We revisit the results from the experiments in Section 3.2, and the analysis in Section 3.2.2. We drew the following conclusions:
  • The neural network deep-learning model trained with the East Asian dataset achieved an F1-score of 0.928 and CA of 92.8% with the Orange platform.
  • We achieved a high F1-score of 0.95 and a CA of 95% with the Tensorflow/VGGFace-based deep learning model on the East Asian dataset (see Table A1 for architecture).
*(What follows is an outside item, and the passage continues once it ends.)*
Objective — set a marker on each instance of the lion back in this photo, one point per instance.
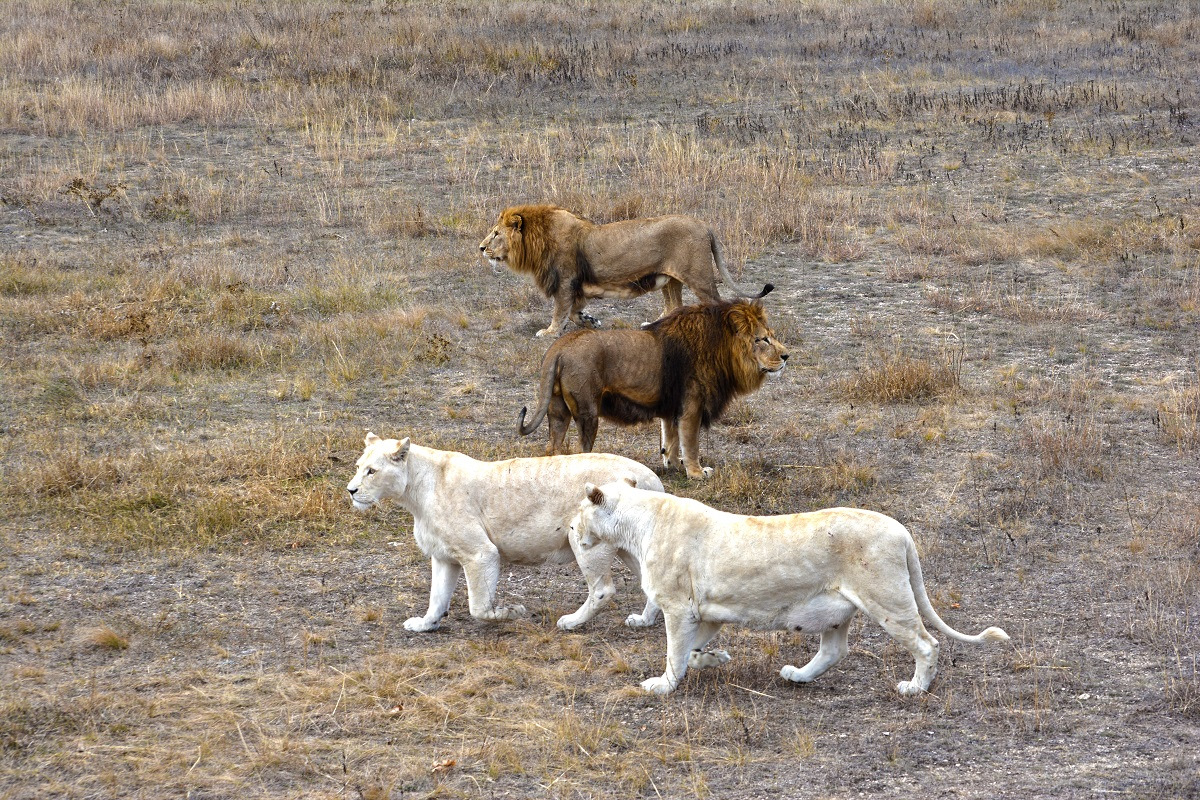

The results suggest that it is viable to use deep learning solutions for high-accuracy ASD screening.
  • Due to the race factor impact in the Kaggle dataset, the model trained with the Kaggle dataset generated 75% and 86.7% FP rates for Black and East Asian test images, respectively.
  • When combining the Kaggle and East Asian datasets for training, which effectively increased the training images for East Asian children, we observed an improved FP rate for the East Asian test dataset, from 86.7% to 23.9%. However, compared with the 6.67% FP rate from the model trained and tested with the East Asian dataset, the single-race dataset indicated in Table 4 and Table 11, the 23.9% FP rate was still much worse, although each experiment had almost an equal number of training images for East Asian children. We think that this result is due to anthropometric differences amongst different races, for example, Whites vs. East Asians. It is possible that one race’s normal facial anthropometric measurements can fall into another race’s abnormal facial anthropometric measurements or vice versa, resulting in mistaken classifications, as in the cases shown in Table 13 and Table 14, where normal East Asian images labeled as ENormal were misclassified as CAutism. The comparison in Figure 9 and the anthropometry in Table 16, e.g., ex-ex/en-en lengths [34], indicates the possibility of one race’s facial anthropometric changes due to ASD falling into another race’s normal ranges, or vice versa. The analysis of Table 13 and Table 14 from the Exp-4 results confirms that this occurred when we added the labels to the combined dataset with race group information.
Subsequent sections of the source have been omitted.